All of Gordon Lebredt’s work—and there was a great deal of it that, like the bulk of an iceberg underwater, you knew about and felt even if you did not actually see it—was unfailingly, quietly, precisely visionary and (in similarly paradoxical fashion) exuberantly exacting. There seemed to be such exactitude in everything, whether in the repair of a motorcycle engine or in the devising of one of his highly cerebral yet generously sensuous installations. In this heady sense of analytical passion, Lebredt always rather reminded me of Ludwig Wittgenstein, who brought this feeling as deftly to the design of a kite or a propeller as he did to his investigations into the limits of language.
Artist Yam Lau—in his essay “Gordon Lebredt: Dialogue in Reticence” from the recently published book Gordon Lebredt: Nonworks 1975–2008—speaks eloquently of the nature of his friend’s “clear and compressed thought.” Lau goes on to point out that “likewise, his work demonstrates a condensed and resistant kind of beauty. Both the work and the person situate a precipitous sort of presence, at once remote, but noble and complex in all its manifested clarity.”
Nonworks 1975–2008 was born from the accelerating fascination for Lebredt’s work experienced by artists David Court and Josh Thorpe. Increasingly drawn to what they describe, in the book’s prologue, as Lebredt’s “conceptual rigor, obstinate materiality, sublime negativity, oblique sense of humour and experimental attitude to exhibition, consumption and signification,” the two initiated this exceedingly handsome “major retrospective of a body of work that exists only as possibility.”

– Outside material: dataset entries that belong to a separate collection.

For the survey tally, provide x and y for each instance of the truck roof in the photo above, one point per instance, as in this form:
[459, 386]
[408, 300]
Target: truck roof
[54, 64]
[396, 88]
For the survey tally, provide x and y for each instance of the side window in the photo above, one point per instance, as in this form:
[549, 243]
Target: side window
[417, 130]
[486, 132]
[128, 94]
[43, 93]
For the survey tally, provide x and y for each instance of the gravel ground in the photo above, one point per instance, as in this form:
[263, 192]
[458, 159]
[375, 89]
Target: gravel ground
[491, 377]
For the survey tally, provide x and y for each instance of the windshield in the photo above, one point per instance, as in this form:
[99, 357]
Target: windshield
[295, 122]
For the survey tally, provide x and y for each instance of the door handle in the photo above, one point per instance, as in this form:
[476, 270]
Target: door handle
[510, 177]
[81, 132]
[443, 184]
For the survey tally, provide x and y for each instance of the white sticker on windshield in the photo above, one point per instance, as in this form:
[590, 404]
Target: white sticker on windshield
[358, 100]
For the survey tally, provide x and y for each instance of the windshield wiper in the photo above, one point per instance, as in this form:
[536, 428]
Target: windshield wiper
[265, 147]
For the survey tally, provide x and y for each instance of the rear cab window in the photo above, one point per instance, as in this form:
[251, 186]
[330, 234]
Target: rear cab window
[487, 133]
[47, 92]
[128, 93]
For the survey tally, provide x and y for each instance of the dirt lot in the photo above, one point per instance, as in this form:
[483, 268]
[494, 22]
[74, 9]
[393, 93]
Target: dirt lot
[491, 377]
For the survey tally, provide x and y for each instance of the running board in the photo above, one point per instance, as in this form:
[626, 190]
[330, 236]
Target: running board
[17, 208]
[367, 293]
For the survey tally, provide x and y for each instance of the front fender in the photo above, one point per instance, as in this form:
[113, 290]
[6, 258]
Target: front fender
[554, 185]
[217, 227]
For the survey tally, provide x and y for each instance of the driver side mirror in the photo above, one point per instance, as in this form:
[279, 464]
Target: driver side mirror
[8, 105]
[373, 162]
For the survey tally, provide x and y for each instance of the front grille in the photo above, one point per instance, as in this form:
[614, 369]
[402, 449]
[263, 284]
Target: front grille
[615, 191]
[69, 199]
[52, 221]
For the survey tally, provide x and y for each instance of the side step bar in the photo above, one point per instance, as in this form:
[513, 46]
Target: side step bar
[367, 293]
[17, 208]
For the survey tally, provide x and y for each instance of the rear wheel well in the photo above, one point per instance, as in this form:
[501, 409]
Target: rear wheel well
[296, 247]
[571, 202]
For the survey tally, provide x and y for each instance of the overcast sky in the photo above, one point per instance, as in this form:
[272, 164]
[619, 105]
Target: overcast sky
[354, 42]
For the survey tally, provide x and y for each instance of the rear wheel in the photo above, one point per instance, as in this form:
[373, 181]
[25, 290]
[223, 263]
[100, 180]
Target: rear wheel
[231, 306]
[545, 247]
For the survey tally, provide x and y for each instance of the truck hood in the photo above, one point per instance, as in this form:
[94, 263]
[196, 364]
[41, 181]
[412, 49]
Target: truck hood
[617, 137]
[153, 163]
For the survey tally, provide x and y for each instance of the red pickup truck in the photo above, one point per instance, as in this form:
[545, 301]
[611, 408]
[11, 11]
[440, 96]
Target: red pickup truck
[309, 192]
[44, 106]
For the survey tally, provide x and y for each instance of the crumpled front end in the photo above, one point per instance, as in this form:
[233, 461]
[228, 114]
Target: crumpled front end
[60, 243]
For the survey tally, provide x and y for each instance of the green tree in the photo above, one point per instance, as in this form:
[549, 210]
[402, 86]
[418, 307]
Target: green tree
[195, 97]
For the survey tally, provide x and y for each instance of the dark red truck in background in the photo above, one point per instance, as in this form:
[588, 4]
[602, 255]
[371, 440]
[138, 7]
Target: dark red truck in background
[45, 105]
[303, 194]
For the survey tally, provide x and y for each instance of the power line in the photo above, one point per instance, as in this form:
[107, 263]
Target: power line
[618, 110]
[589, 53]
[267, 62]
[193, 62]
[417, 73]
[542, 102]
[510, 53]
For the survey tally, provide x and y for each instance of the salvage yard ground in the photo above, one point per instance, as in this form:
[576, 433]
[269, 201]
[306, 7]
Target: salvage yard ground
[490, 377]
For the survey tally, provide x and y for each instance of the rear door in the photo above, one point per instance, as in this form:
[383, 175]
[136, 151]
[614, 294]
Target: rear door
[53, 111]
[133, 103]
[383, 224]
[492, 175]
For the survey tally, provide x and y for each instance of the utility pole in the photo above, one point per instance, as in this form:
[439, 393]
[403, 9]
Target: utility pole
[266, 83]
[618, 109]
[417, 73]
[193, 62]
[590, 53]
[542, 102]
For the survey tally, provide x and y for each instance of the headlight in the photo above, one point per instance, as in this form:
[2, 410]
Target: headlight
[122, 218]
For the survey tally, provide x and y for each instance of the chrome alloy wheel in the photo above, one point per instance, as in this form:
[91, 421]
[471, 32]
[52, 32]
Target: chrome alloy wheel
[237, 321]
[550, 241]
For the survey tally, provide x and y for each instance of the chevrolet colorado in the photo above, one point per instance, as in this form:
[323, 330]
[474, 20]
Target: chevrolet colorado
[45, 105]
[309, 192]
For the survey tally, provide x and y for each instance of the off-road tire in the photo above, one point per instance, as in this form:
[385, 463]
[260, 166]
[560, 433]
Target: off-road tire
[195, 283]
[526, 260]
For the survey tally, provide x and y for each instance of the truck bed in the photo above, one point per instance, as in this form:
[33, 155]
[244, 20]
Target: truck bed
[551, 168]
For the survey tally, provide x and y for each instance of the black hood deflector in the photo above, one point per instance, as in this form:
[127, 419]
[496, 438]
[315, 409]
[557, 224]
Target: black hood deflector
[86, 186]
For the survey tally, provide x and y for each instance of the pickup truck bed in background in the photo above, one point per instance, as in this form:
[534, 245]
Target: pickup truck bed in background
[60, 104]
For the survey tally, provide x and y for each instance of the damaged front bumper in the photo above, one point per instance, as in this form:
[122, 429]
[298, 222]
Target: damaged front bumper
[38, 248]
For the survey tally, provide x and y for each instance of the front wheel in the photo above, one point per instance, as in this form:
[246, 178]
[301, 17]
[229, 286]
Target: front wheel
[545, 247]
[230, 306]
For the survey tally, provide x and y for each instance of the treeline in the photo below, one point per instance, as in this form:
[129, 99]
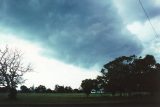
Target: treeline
[43, 89]
[127, 75]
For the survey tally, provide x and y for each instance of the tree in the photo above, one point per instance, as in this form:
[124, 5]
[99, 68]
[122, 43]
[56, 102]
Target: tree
[24, 89]
[87, 86]
[12, 69]
[40, 89]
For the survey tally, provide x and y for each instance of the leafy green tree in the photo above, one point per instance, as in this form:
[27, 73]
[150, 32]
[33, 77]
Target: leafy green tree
[131, 74]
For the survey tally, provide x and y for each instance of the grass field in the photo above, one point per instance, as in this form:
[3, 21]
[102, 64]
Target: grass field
[73, 98]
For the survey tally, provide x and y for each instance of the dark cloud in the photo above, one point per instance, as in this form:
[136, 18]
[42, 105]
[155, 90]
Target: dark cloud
[83, 33]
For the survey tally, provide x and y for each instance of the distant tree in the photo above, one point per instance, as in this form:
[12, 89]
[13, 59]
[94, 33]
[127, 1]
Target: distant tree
[24, 89]
[49, 90]
[3, 89]
[87, 86]
[11, 70]
[68, 89]
[40, 89]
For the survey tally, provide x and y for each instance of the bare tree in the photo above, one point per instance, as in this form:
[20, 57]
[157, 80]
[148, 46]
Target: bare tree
[12, 69]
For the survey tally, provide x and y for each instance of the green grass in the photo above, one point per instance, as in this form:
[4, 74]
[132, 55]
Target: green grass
[73, 98]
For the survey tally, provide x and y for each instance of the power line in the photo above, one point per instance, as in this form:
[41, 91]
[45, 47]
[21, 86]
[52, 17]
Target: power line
[154, 30]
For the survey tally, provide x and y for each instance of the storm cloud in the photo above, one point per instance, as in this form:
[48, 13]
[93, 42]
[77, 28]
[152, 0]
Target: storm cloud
[84, 33]
[131, 10]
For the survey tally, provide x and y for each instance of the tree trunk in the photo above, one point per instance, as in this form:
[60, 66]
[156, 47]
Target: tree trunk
[12, 93]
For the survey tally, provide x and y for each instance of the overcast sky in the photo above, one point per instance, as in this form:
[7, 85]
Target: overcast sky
[70, 40]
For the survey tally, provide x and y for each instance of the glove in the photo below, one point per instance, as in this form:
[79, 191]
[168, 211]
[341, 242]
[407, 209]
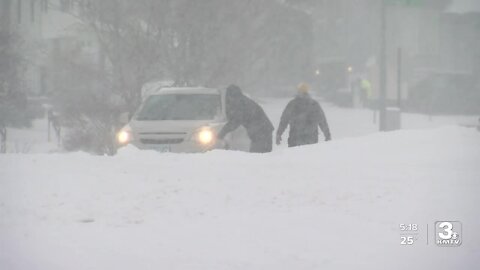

The book, published this year by the Centre for Contemporary Canadian Art and Plug In ICA, is clearly a labour of love (and respect and admiration). It contains excellent reproductions of plans, drawings, paintings, photocopies, schematics, photographs, models and (in many cases) texts for 125 unrealized works from 33 years of the artist’s invention, research and production. In addition to the Court-Thorpe prologue and the aforementioned Lau essay, the book includes texts by Ian Carr-Harris, Yvonne Lammerich, Andy Patton and myself, plus an afterword by Lin Gibson, who edited the volume. Lebredt was able, almost as a final work, to design and typeset the book himself.
As Patton puts it in his essay, “On the Impossibility of Seeing Gordon Lebredt’s Work,” the Nonworks volume “has the great virtue of putting ‘nonworks’ on an equal footing with works that have indeed been realized. It may be impossible to see the work as a whole, but here, it is possible to glimpse what the always contingent history of his exhibitions hasn’t allowed to be seen until now.” Patton continues with a brilliantly chosen remark of Robert Smithson’s: “You don’t have to have existence to exist.”
“Remembering Gordon Lebredt,” an art, food, music and conversation event, takes place this Sunday, May 15, at 3pm at Emmanuel Howard Park Church, 214 Wright Avenue, Toronto.